For someone with less risk, options like Motivational Interviewing are shown to provide a greater degree of self-sufficiency while still providing encouragement, accountability, and feedback on the recovery process, as described in Advances in Psychiatric Treatment.
There are many reasons to get regular exercise, and for those who are in recovery from substance abuse, there’s one more: It can help prevent relapse. As described by Frontiers in Psychiatry, exercise has many benefits that can protect against the desire to use drugs, including:
Engaging in a regular exercise program can provide daily and weekly access to these benefits, making it easier to maintain sobriety while also building health and fitness that can counteract the triggers that lead to relapse.
Exercise doesn’t need to be intense. Exercise programs like yoga can help develop a mindfulness practice that, as demonstrated in Substance Abuse & Misuse, is shown to help people achieve more positive substance use outcomes by avoiding relapse.
As explained by Psych Central, filling the daily schedule with healthy, enjoyable activities can make it more difficult and less desirable to relapse into drug use. Getting involved in activities with family, friends, and the community is a great way to fill time and avoid getting bored, another potential trigger of drug use.
Many Rehab programs have planned daily schedules that help the individual stay on track with activities, therapy, and even free time. By working to define the daily schedule, the individual can be more aware of how time is being spent and stay mindful of lulls that might be potential triggers.
Joining in activities can also serve to connect the individual with others who share similar interests. Through this, new, supportive friendships can develop, assisting to help prevent relapse.
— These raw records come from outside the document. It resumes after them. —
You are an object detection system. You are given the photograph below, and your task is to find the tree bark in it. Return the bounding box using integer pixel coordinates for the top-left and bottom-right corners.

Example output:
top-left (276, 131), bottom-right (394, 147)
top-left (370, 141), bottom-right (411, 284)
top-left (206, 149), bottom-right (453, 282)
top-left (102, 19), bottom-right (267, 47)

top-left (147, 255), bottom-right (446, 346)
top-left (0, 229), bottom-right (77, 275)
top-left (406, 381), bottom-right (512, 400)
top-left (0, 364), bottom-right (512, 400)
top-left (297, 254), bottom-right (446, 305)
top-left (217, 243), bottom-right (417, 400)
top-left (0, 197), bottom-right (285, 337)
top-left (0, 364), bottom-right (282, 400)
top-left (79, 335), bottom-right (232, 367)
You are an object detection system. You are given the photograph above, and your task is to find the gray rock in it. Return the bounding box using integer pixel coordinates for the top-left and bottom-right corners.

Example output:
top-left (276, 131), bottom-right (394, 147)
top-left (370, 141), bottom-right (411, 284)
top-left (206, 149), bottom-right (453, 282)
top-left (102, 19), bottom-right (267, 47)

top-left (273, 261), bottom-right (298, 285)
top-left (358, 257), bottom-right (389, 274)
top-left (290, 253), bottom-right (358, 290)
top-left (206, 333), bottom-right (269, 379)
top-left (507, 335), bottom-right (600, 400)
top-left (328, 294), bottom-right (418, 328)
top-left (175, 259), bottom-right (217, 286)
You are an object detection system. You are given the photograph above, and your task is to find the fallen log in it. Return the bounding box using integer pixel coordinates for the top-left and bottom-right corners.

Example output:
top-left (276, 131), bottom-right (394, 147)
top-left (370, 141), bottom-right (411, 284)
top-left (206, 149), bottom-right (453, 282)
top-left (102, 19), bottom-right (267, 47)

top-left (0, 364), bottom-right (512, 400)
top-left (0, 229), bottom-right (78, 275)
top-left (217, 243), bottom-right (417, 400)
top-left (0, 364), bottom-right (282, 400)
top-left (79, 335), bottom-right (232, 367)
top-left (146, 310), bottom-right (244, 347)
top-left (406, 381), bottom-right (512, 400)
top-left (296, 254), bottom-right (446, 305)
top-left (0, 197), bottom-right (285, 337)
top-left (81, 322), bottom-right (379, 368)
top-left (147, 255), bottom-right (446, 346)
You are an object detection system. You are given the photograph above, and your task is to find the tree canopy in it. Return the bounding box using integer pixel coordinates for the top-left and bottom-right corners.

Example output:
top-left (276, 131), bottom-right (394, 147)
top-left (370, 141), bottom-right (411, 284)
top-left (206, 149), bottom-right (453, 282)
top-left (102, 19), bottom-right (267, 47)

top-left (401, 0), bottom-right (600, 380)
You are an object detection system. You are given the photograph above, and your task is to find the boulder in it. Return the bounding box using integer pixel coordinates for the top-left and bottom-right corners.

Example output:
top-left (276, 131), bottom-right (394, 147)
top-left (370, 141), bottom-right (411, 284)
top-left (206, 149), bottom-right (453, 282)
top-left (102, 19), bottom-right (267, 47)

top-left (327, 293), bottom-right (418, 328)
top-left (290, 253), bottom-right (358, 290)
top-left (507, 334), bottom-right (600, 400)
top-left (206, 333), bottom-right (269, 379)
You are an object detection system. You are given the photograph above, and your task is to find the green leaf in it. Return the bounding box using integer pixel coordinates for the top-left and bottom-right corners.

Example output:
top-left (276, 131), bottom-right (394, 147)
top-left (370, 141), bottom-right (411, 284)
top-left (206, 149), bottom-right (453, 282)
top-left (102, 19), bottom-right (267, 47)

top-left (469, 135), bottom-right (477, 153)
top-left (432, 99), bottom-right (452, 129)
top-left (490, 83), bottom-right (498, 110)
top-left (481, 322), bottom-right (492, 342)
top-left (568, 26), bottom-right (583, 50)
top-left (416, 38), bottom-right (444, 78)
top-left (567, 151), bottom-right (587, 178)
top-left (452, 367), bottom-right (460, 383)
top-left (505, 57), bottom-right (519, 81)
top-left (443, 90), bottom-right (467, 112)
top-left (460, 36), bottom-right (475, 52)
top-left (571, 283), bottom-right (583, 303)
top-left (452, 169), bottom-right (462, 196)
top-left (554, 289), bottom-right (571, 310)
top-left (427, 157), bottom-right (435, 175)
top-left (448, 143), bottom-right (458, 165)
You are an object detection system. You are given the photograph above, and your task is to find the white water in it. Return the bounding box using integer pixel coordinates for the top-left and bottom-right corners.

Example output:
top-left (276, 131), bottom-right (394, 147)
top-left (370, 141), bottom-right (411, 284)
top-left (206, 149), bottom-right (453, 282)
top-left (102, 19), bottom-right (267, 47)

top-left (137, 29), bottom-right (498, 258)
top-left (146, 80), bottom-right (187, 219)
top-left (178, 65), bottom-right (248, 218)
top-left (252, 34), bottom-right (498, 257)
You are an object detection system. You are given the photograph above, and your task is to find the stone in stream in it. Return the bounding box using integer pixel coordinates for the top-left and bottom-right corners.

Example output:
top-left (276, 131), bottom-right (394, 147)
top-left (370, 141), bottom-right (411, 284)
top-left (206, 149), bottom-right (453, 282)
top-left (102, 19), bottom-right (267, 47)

In many cases, a person’s social network before rehab is more supportive of the drug abuse than of sobriety. In other cases, the individual may not even have a social network. An article from Foundations of Addictions Counseling describes interpersonal factors as being important in a relapse prevention strategy because social support can provide self-confidence, improved mood, and motivation to remain abstinent from drug or alcohol use.
Supportive friends and family can distract from the desire to use drugs, help in avoiding triggers, and provide cheerleading that an individual needs to keep working toward continued recovery. The feelings experienced with positive social interaction can also affect the neurochemistry that is involved in addiction, meaning that cravings may be reduced simply by the joys of being with friends. This aspect of relapse prevention cannot be downplayed.
With support, and the tools provided by rehab, aftercare, and a solid plan to avoid relapse, the person recovering from substance abuse can continue forward without giving in to triggers and cravings, setting the stage for long-term abstinence and a more hopeful future.